Here's are some highlights from the changelog this time:

++++ NetworkManager:

- Fix VPN GUI dialog when successively editing entries of two
or more different VPN types (Novell bug #150854)
- Improve debugging output

++++ audacity:

- Build with portaudio19

++++ gnome-applets:

- Fixed battery -1 minute notice

++++ gnome-session:

- Added MOTD on login, as requested by customer.

++++ kernel-default:

- Disable CONFIG_EFI on x86 since it's broken
- patches.drivers/sata-acpi-check-sata: Fix SATA/PATA checks.
- Update to 2.6.16-rc3-git3:
- usb fixes
- i2c fixes
- cpufreq fixes
- network fixes
- bluetooth fixes
- reiserfs fix
- drm oops fix

++++ metacity:

- Fix dual-head bug

++++ MozillaFirefox:

- modified lockdown patches (#67281, #67282)
- applied set of security patches (#148876)

++++ MozillaThunderbird:

- applied set of security patches

++++ beagle:

- added upstream patch to quit beagled on unknown parameter

++++ bootsplash-theme-SuSE:

- Fix the SLES bootsplash paths

++++ gaim:

- added gnome-keyring-devel to BuildRequires

++++ Full Changelog.



Some package highlights include:

  • xorg-x11-6.9.0-12.i586.rpm
  • kdebase3-3.5.1-22.i586.rpm
  • gnome-desktop-2.12.2-6.i586.rpm
  • MozillaFirefox-1.5.0.1-9.i586.rpm
  • MozillaThunderbird-1.5-12.i586.rpm
  • MozillaSunbird-0.2.1-4.i586.rpm
  • gaim-1.5.0-29.i586.rpm
  • gcc-4.1.0_20060210-3.i586.rpm
  • kernel-default-2.6.16_rc3_git3-2.i586.rpm
  • Full RPMList

In conclusion, don't bother with this release. There is a lot of breakage and not much new on the surface. I can state without reservation that it'd be best to wait til next beta even for the most adventurous folk who like to test betas.

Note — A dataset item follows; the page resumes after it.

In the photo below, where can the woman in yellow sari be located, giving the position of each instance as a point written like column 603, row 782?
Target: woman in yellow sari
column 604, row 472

In fact, I'm not sure of the point of this release. The roadmap says that we can expect Beta 5 on the 23 and Beta 6 on March 2. We'll keep ya posted.

Previous coverage:

Bad

If it was me, I think I would have cancelled this release until I got more things worked out. They rushing too hard.

Re: Bad

Texstar wrote:

If it was me, I think I would have cancelled this release until I got more things worked out. They rushing too hard.

Yeah, that's what I was saying, they should have skipped this one, waited, and called beta5 beta4.

It's still a beta

I'll reserve judgement until 10.1 final is released. I personally applaud Novell/Suse's efforts to move things forward... that's why I'm not running something less progressive (I.E. Debian). If 10.1 final is brutal I may then change my opinion but for now I'm optimistic they can pull if off.

re: It's still a beta

Oh yeah, no doubt. They have 2 more betas and what? 2 to 4 release candidates? to get things all polished up. You know when it goes gold, it'll be all slick and shiny! I have no doubts.

----
You talk the talk, but do you waddle the waddle?